Les Rickshaws-Wallah

Inventés par un colon Anglais en poste au Japon, les Pousses Pousses furent introduits à Calcutta par les Chinois en 1900. D’abord réservés au transport des marchandises, ils servirent dès 1914 au transport des passagers. Bien qu’il soit difficile d’avoir un chiffre précis on estime leur nombre entre 35 à 50 000. Ils procurent du travail à 80 voir 100 000 personnes en incluant les fabricants et les réparateurs mais officiellement ils sont moins de 10 000. La mairie depuis 1947 ne délivre plus de licences et les patrons en obtiennent de nouvelles en payant un tribu aux mafias locales et aux fonctionnaires de police.

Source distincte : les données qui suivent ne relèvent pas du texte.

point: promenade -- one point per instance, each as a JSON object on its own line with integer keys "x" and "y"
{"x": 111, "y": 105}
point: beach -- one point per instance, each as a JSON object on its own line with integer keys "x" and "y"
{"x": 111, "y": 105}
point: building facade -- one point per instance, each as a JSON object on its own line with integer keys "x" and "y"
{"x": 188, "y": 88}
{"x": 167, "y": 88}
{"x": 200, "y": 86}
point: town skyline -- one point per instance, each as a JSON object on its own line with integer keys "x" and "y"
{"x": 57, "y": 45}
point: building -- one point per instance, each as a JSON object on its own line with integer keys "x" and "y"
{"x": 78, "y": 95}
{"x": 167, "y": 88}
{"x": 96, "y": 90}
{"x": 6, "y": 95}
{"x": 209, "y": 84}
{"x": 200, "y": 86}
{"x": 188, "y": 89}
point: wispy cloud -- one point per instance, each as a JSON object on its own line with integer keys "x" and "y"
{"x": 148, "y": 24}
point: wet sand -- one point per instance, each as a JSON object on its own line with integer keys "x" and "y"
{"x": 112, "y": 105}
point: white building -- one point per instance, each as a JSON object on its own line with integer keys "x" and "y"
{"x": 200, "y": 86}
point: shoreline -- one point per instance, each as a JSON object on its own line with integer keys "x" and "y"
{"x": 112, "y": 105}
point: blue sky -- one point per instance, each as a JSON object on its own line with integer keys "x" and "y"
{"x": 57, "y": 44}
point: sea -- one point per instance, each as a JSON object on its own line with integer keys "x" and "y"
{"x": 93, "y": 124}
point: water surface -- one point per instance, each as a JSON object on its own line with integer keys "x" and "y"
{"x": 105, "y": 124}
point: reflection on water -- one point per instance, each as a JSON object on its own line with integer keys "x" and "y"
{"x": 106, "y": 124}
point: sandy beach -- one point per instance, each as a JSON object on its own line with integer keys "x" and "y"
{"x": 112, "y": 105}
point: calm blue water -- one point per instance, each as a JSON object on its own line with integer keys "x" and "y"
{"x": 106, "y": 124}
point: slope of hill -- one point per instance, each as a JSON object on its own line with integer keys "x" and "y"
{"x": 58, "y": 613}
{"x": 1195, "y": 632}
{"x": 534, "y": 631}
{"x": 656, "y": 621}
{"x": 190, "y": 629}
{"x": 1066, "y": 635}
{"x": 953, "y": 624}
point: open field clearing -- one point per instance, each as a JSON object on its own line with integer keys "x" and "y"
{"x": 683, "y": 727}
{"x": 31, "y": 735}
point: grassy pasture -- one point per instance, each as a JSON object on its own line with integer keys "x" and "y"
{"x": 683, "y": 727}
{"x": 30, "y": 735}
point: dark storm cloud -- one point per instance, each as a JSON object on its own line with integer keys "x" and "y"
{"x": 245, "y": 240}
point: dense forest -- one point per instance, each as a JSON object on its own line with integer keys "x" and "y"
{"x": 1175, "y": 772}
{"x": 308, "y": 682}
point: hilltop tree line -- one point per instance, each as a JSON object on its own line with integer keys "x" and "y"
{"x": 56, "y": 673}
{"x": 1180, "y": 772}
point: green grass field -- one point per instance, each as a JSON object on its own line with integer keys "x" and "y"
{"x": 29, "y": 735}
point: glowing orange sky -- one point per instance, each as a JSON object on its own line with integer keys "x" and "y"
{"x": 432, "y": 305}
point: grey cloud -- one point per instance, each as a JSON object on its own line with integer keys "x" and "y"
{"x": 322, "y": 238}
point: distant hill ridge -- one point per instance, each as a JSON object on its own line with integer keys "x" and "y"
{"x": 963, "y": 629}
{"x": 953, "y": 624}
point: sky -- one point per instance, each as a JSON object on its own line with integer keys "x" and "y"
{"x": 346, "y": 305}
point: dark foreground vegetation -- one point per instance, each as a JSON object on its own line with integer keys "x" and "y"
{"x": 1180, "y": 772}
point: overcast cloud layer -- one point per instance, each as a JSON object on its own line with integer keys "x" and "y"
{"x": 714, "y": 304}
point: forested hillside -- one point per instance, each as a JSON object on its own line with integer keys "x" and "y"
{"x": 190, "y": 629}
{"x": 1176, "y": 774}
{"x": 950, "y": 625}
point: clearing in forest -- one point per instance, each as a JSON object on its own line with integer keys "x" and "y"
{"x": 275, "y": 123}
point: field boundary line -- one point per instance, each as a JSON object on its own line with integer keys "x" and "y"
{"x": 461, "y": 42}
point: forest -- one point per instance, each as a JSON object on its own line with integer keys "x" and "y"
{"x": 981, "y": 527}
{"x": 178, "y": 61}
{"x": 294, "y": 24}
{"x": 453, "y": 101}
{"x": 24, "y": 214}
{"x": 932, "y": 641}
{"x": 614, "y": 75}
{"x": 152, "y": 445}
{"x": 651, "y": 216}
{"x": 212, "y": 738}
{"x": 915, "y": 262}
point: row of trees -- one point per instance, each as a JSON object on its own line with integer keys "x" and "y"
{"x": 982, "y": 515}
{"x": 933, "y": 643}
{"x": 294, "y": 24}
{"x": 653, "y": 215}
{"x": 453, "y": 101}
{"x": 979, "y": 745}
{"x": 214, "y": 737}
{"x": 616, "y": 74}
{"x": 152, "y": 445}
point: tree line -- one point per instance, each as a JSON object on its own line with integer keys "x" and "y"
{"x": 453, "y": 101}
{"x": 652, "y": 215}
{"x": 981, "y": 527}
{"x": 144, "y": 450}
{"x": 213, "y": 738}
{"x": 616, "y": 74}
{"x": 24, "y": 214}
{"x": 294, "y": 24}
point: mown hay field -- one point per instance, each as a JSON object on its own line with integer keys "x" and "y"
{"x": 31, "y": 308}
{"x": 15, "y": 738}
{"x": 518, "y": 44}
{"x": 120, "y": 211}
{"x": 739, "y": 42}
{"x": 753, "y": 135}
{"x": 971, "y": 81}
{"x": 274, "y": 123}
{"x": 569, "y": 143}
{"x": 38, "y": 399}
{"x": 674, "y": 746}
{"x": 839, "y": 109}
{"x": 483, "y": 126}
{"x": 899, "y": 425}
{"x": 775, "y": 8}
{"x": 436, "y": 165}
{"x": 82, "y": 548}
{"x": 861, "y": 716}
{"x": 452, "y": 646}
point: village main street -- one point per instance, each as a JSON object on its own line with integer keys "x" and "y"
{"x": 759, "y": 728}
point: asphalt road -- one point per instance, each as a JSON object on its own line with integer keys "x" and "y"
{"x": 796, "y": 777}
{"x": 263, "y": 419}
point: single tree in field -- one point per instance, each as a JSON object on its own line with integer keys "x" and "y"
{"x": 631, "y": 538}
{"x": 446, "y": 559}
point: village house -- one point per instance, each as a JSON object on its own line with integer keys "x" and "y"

Le prix d’un Rickshaw est de 300 Euros. Leur prix élevé puisque supérieur à celui des cyclo-pousses est du au fait qu’ils sont fabriqués artisanalement et non pas à la chaîne comme ces derniers. Les propriétaires sont des musulmans originaires du Bihar un des états les plus pauvres de l’Inde et ils emploient principalement des Biharis. Les Bengalis quant à eux sont exclus du centre et travaillent avec des cyclo-pousses dans la proche banlieue de Calcutta.

Les Rickshaw-Wallahs travaillent jour et nuit et circulent dans les rues étroites contrairement aux autres véhicules. Ils sont relativement confortables au regard des bus bondés et bon marché par rapport aux taxis et métro. D’autre part, les femmes peuvent les utiliser en toute sécurité, et ils prennent grand soin des enfants qu’ils emmènent à l’école. Ils demeurent indispensables en période de mousson, sont non polluant et font parti de l’héritage de Calcutta. Malgré cela depuis quelques années un mouvement est né afin d’obtenir leur suppression et les autorités ont restreint leur circulation au seul centre ville. Selon leurs opposants, les Rickshaws donnent une mauvaise image de la Kolkata, leur travail étant considéré comme dégradant et inhumain et ils ne circulent pas assez vite congestionnant certaines artères. Les policiers les harcèlent quotidiennement et ne leur donnent jamais la priorité car ils concurrencent les taxis, les bus, le tramway.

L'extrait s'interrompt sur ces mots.